Variables whose declared type is a class can be passed by copy , by ref , and by out exactly as before.

class WrappedInt {
  public WrappedInt(int initialValue)
  { value = initialValue; }
  ...
  private int value;
}
class Calling {
  static void Copies(WrappedInt param)
    { ... }
  static void Modifies(out
               WrappedInt param) { ... }
  static void Accesses(ref
               WrappedInt param) { ... }
  static void Main() {
    WrappedInt arg = new WrappedInt(42);
    Copies(arg); // arg won't change
    Modifies(out arg); // arg will change
    Accesses(ref arg); // arg might change
  }
}

Strings

C# string literals are double quote delimited ( char literals are single quote delimited). Strings are reference types so it is easy for two or more string variables to refer to the same string object. The keyword string is an alias for the System.String class in exactly the same way that int is an alias for the System.Int32 struct.

namespace System {
  public sealed class String : ... {
    ...
    public static bool operator==(
          String lhs, String rhs) { ... }
    public static bool operator!=(
          String lhs, String rhs) { ... }
    ...
    public int Length { get { ... } }
    public char this[int index]
      { get { ... } }
    ...
    public CharEnumerator GetEumerator()
      { ... }
    ...
  }
}

The String class supports a readonly indexer (it contains a get accessor but no set accessor). The C# string type is an immutable type (just like in Java). The string equality and inequality operators are overloaded but the relational operators (< <= > >=) are not. The StringBuilder class is the mutable companion to string and lives in the System.Text namespace. You can iterate through a string expression using a foreach statement.

Arrays

C# arrays are reference types. The size of the array is not part of the array type. You can declare rectangular arrays of any rank (Java supports only one dimensional rectangular arrays).

int[] row;
int[,] grid;

Array instances are created using the new keyword. Array elements are default initialised to zero ( enum s and numeric types), false (bool), or null (reference types).

row = new int[42];
grid = new int[9,6];

Array instances can be initialised. A useful initialisation shorthand does not work for assignment.
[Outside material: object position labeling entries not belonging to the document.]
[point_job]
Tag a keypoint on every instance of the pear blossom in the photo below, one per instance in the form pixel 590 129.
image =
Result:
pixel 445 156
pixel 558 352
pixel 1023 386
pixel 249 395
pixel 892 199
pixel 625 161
int[] row = new int[4]{1, 2, 3, 4};
                              // longhand
int[] row = { 1, 2, 3, 4 };  // shorthand
row = new int[4]{ 1, 2, 3, 4 };  // okay
row = {1, 2, 3, 4};  // compile time error

Array indexes start at zero and all array accesses are bounds checked ( IndexOutOfRangeException ). All arrays implicitly inherit from the System.Array class. This class brings array types into the CLR (Common Language Runtime) and provides some handy properties and methods:

namespace System {
  public abstract class Array : ... {
    ...
    public int Length { get { ... } }
    public int Rank { get { ... } }
    public int GetLength(int rank) { ... }
    public virtual IEnumerator
    GetEnumerator() { ... }
    ...
  }
}

The element type of an array can itself be an array creating a so called "ragged" array. Ragged arrays are not CLS compliant. You can use a foreach statement to iterate through a ragged array or through a rectangular array of any rank:

class ArrayIteration {
  static void Main() {
    int[] row = { 1, 2, 3, 4 };
    foreach (int number in row) { ... }
    int[,] grid = { { 1, 2 }, { 3, 4 } };
    foreach (int number in grid) { ... }
    int[][] ragged = { new int[2]{1,2},
                   new int[4]{3,4,5,6} };
    foreach (int[] array in ragged) {
      foreach (int number in array) { ... }
    }
  }
}

Boxing

An object reference can be initialised with a value. This does not create a reference referring into the stack (which is just as well!). Instead the CLR makes a copy of the value on the heap and the reference refers to this copy. The copy is created using a plain bitwise copy (guaranteed to never throw an exception). This is called boxing. Extracting a boxed value back into a local value is called unboxing and requires an explicit cast. When unboxing the CLR checks if the boxed value has the exact type specified in the cast (conversions are not considered). If it doesn't the CLR throws an InvalidCastException . C# uses boxing as part of the params mechanism to create typesafe variadic methods (methods that can accept a variable number of arguments of any type).

struct CoOrdinate {
  ...
  private int x, y;
}
class Boxing {
  static void Main() {
    CoOrdinate pos;
    pos.X = 1;
    pos.Y = 2;
    object o = pos; // boxes
    ...
    CoOrdinate copy = (CoOrdinate)o;
                        // cast to unbox
  }
}

Figure 2. Boxing

Type Relationships

Inheritance

C# supports the same single inheritance model as Java; a class can extend at most one other class (in fact a class always extends exactly one class since all classes implicitly extend System.Object ). A struct cannot act as a base type or be derived from. A derived class can access non-private members of its immediate base class using the base keyword. Unlike Java (and like C++) by default C# methods, indexers, properties, and events are not virtual. The virtual keyword specifies the first implementation. The override keyword specifies another implementation. The sealed override combination specifies the last implementation.

class Token {
  ...
  public virtual CoOrdinate Location {
    get {
      ...
    }
  }
}
class LiteralToken : Token {
  ...
  public LiteralToken(string symbol) {
    ...
  }
  public override CoOrdinate Location {
    get {
      ...
    }
  }
}
class StringLiteralToken : LiteralToken {
  ...
  public StringLiteralToken(string
                 symbol) : base(symbol) {
    ...
  }
  public sealed override
                    CoOrdinate Location {
    get {
      ...
    }
  }
}

Interfaces

C# interfaces contain only the names of methods. Method bodies are not allowed. Access modifiers are not allowed (all methods are implicitly public). Fields are not allowed (not even static ones). Static methods are not allowed (so no operators). Nested types are not allowed. Properties, indexers, and events (again with no bodies) are allowed though. An interface, struct, or class can have as many base interfaces as it likes.

interface IToken {
  ...
  CoOrdinate Location { get; }
}

A struct or class must implement all its inherited interface methods. Interface methods can be implemented implicitly or explicitly.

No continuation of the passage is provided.